Recently we started using sparse buffers for KV cache storage. In the beginning, for each transformer layer we allocate 2 sparse buffers (for keys and values) with size for maximal sequence length: max_sequence_length * num_kv_heads * head_dim * element_size.
As mentioned above, at this step no physical memory is allocated for those buffers. Then, before each forward pass, the necessary number of pages are mapped to heaps and new heaps are allocated if needed.
According to our benchmarks using sparse buffers brings no tangible impact on performance, but significantly reduces memory consumption.
The KV cache memory problem has two naive solutions — grow-and-copy (slow) or pre-allocate-max (wasteful). Paged attention fixes both by emulating virtual memory in software, but at the cost of a rewritten attention kernel and a block allocator.
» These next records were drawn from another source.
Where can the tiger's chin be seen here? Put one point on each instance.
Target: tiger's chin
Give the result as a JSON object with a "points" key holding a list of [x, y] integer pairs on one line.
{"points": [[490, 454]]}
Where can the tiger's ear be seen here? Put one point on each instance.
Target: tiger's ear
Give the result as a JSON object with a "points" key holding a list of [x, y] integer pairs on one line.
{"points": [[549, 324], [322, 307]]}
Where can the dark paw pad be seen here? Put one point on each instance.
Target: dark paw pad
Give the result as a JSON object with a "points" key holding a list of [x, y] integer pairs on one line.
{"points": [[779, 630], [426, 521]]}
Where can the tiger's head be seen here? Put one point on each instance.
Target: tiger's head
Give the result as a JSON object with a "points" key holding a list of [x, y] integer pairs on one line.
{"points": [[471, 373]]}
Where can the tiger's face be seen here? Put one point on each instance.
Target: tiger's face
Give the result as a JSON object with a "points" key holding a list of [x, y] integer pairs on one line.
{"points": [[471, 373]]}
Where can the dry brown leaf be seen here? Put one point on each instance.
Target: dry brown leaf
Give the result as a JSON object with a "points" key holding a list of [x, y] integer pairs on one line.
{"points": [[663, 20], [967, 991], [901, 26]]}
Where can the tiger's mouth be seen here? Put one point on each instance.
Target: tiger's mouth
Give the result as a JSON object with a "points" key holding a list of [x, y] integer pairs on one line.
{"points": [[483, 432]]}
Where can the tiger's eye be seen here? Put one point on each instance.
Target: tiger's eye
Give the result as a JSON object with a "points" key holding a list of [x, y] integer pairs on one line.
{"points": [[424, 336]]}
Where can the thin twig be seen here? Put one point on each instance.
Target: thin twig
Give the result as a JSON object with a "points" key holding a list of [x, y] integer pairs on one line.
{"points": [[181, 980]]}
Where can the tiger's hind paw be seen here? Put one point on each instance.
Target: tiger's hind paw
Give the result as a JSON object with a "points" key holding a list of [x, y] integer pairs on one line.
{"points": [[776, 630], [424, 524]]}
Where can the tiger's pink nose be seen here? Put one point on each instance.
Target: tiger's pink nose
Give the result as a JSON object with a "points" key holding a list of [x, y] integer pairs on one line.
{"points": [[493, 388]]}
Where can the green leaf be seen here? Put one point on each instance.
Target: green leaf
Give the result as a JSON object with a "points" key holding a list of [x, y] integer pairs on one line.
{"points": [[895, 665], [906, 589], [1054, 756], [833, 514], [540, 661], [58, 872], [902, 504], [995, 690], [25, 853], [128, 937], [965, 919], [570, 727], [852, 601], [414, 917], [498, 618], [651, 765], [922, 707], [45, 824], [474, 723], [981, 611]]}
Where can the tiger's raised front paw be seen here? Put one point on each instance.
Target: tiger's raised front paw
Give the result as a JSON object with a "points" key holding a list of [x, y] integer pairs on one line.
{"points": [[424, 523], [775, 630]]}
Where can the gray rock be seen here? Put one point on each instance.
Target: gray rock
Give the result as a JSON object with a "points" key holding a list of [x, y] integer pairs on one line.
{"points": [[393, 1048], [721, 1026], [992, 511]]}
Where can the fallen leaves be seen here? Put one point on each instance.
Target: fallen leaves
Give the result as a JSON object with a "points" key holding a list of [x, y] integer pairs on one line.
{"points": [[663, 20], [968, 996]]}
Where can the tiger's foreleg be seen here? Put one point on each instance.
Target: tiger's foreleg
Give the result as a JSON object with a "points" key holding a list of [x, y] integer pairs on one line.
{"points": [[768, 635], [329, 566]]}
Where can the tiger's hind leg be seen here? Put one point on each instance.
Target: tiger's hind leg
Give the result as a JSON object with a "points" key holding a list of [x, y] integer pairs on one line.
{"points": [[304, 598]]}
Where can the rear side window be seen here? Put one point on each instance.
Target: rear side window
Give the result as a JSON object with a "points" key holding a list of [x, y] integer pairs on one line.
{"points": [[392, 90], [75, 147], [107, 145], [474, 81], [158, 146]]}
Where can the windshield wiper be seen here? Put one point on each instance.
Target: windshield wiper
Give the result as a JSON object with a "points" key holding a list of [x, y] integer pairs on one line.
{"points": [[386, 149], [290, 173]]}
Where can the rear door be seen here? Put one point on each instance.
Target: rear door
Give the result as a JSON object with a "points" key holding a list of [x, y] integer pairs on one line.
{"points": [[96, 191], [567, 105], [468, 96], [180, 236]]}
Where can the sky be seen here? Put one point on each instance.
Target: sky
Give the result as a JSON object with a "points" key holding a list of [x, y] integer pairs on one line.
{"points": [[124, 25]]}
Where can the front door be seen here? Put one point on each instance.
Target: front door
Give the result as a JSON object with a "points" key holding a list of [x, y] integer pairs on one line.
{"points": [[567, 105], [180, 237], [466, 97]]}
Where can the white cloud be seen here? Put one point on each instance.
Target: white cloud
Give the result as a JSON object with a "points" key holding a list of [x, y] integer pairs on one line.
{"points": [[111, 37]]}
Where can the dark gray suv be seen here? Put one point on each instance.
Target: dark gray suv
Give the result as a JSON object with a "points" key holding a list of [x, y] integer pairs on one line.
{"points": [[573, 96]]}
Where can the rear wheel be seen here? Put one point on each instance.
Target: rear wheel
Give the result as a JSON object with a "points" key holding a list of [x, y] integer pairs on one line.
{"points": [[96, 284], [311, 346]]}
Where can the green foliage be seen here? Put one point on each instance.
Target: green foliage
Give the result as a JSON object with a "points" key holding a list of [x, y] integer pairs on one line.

Metal's placement heap API provides the same paging as a hardware primitive: reserve a stable virtual address range up front, back it with physical pages only as the sequence extends, and return those pages when the session ends — with no kernel changes.
The result is an inference engine that can advertise a big context window without committing many GBs of RAM at session start, keeping short conversations cheap and long ones possible.